Giving away the index
My final year project is due in two weeks, and I’m going to be running on silent for most of them. I have, however, upgraded to Tiger and playing with Spotlight has given me plenty to think about.
Giving away the index
The great benefit of having an electronic version of a book you own in dead-tree format to hand is that you can search it.
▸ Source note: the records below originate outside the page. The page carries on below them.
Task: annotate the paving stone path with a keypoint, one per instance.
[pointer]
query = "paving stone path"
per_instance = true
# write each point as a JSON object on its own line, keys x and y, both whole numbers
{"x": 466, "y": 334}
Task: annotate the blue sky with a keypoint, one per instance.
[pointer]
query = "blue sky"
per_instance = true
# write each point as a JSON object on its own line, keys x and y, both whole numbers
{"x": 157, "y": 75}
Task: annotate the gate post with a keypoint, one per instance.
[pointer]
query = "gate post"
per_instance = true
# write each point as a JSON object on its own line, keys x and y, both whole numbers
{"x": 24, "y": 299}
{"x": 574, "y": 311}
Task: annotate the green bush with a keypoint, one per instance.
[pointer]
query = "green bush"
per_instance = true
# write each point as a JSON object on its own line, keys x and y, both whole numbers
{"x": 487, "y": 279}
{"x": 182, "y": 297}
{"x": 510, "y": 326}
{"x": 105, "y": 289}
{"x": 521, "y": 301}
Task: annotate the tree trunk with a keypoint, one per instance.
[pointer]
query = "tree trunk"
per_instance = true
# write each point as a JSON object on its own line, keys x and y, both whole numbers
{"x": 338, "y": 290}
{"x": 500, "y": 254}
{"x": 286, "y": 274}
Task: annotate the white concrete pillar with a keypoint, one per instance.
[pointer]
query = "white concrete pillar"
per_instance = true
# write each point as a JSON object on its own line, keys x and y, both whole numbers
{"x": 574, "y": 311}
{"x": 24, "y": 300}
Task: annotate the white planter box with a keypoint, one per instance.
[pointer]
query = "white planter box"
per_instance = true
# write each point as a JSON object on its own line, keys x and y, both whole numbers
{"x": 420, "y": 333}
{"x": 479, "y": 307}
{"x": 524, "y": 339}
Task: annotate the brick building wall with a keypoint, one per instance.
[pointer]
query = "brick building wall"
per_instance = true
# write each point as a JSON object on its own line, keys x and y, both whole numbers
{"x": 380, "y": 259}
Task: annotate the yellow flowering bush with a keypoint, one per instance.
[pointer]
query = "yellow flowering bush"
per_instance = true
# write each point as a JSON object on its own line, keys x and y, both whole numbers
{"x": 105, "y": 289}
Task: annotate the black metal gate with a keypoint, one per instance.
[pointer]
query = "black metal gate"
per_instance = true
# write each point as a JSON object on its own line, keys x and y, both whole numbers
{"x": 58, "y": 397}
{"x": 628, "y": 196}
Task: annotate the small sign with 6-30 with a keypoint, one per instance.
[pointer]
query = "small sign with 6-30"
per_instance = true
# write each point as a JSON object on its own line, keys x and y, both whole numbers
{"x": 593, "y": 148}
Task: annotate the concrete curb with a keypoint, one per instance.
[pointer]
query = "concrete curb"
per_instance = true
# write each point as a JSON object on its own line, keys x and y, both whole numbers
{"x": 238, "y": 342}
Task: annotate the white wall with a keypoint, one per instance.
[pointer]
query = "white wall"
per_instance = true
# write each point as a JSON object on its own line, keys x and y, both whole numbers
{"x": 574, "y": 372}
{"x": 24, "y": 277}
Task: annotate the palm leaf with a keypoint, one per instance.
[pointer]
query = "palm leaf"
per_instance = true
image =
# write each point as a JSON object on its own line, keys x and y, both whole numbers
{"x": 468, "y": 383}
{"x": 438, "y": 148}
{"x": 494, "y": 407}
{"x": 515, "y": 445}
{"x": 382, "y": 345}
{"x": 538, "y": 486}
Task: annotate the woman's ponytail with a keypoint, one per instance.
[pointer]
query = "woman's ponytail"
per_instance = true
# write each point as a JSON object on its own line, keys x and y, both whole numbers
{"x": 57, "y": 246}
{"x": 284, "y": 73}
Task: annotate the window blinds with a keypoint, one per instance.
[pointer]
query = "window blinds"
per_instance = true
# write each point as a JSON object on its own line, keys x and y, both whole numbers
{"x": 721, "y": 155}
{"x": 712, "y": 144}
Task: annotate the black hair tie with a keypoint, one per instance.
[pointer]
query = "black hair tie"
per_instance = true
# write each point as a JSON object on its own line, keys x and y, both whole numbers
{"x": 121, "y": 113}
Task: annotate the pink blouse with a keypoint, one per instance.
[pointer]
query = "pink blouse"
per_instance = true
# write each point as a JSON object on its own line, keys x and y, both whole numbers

Publishers generally don’t hand out free digital copies because, well, they want you to buy the books, not freely distribute electronic copies.
The thing is, you don’t need a digital copy of a book to be able to search it; you just need a full-text index of it (if you don’t understand what this means, go and read Tim Bray’s series On Search). An index isn’t enough to reconstruct the book, but it is enough to answer questions like "on what pages of Eric Meyer on CSS are float layouts discussed?"
Imagine if technical publishers made binary full-text index files of their titles available for download, for free in some kind of open standard format. Readers could query them using Spotlight or similar technologies, and gain the ability to search the titles they own all without needing to rely on centralised, artificially limited services such as Amazon’s Search Inside the Book.
O’Reilly, I’m looking at you.
On a darker note, one thing about Spotlight that has given me pause is the immense ease with which it can uncover passwords saved amongst my email. Lost password reminders, new account details, invitations to sign up for services—they’re all hidden away in my mail archive. Spotlight makes it trivial to dig them back up again, and offers the APIs for applications to do so as well. Combine this with a piece of spyware / some trojan horse and you’ve got the ultimate vector for phishing attacks.
This problem isn’t limited to Macs either; Google and MSN’s Desktop Search engines could be used for much the same purpose, and full-text search is bound to end up built in to Windows sooner or later. For the moment, the safest thing to do is either delete those pesky emails or move them to a folder that is excluded from Spotlight’s index. Somehow I doubt many people will think to take such precautions.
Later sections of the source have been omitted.